President Cyril Ramaphosa said the African National Congress (ANC) would deliver on its election promises.
This after the ruling party secured 57.5% of the national vote, down from 62.15% in 2014.
“We want jobs and they said we trust the African National Congress to create jobs for us, for our young people,” Ramaphosa stated. “As the leaders, we’re going to go back to all those communities where there are issues, including Alexandra, myself included.”
Ramaphosa is under pressure to drop ministers implicated in wrongdoing when he assembles his new, trimmed-down cabinet.
South Africa’s cabinet is one of the largest in the world. It had 16 ministries in 1996 and has since ballooned to 34, with 37 deputy ministers.
The National Assembly will hold its first sitting on May 22, according to Parliament’s latest schedule. After its 400 members have been sworn in and the Speaker and Deputy Speaker elected, the new President will be elected.
The Parliament will see a record number of 14 parties represented when the National Assembly convenes.
With the most votes, the ANC will have 230 of the 400 National Assembly seats, 19 fewer than before.
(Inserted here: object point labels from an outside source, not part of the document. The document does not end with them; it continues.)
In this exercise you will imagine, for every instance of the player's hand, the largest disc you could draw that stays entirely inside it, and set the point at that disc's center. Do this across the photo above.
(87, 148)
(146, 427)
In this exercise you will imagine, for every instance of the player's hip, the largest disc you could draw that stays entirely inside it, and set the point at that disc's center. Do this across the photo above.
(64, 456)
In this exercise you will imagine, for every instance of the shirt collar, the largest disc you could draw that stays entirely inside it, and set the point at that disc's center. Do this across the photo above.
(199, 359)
The DA will have 84 seats, five fewer than before. The EFF has almost doubled its number of seats, from 25 to 44. The Freedom Front Plus will have 10 seats, up from four, while the IFP will be back with 14 MPs, up from 10. The African Christian Democratic Party also grew and will have four MPs, up from three.
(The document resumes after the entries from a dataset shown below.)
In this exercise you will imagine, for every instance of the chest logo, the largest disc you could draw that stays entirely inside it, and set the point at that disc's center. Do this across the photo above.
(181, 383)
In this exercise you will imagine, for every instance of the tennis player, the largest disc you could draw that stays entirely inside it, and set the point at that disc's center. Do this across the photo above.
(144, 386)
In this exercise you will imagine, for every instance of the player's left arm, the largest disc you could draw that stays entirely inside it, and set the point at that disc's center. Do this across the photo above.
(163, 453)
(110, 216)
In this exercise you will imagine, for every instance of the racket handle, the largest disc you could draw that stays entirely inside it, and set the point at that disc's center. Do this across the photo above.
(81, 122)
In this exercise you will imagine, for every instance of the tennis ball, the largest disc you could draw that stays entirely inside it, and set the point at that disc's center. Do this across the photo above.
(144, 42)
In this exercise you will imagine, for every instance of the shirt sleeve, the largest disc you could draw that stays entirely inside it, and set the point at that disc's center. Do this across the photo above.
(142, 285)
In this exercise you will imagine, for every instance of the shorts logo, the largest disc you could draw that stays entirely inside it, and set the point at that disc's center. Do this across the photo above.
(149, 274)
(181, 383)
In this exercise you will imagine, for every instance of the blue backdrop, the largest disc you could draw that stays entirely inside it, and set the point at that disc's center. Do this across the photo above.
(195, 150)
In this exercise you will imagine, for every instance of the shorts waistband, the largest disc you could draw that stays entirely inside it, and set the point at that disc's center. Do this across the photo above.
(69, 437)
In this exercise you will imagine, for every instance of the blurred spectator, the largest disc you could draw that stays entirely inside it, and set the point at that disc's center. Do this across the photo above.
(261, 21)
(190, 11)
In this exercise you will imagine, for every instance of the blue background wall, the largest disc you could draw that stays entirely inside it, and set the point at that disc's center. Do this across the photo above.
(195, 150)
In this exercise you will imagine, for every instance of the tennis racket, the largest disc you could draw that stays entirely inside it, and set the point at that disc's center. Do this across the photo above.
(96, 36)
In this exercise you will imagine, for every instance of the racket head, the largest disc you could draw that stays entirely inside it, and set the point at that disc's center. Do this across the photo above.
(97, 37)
The National Freedom Party now has six seats, down from two, Cope has two (down from three), the UDM two seats (down from four) and the African Independent Congress two (down from three).
The Ahmed Kathrada Foundation has urged Ramaphosa not to appoint any of the ANC officials and members linked to state capture and corruption.
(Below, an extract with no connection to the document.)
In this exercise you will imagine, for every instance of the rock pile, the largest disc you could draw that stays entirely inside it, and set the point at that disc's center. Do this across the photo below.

The foundation’s executive director Neeshan Balton said: “The reduced political support for the ANC in this election is a clear indication that our people want politicians who are honest servant leaders, and who put the public interest nationally and provincially above that of the party.”
Addressing the party’s “thank you” rally outside the party’s Luthuli House headquarters in Johannesburg, Ramaphosa indicated his intention to remove tainted ministers.
“Through this election our people were saying they want an ANC that is going to run government properly,” Ramaphosa claimed. “With this election they were saying state capture must be history. We must never ever go back to state capture. The things we hear about at the Zondo Commission must be things of the past.
“We are going to appoint men and women who would have dedicated themselves, without fail, to work for the interest of our people. We are going to appoint men and women who are capable and who have great capability, who are visionaries and forward-looking. Men and women who know their story.”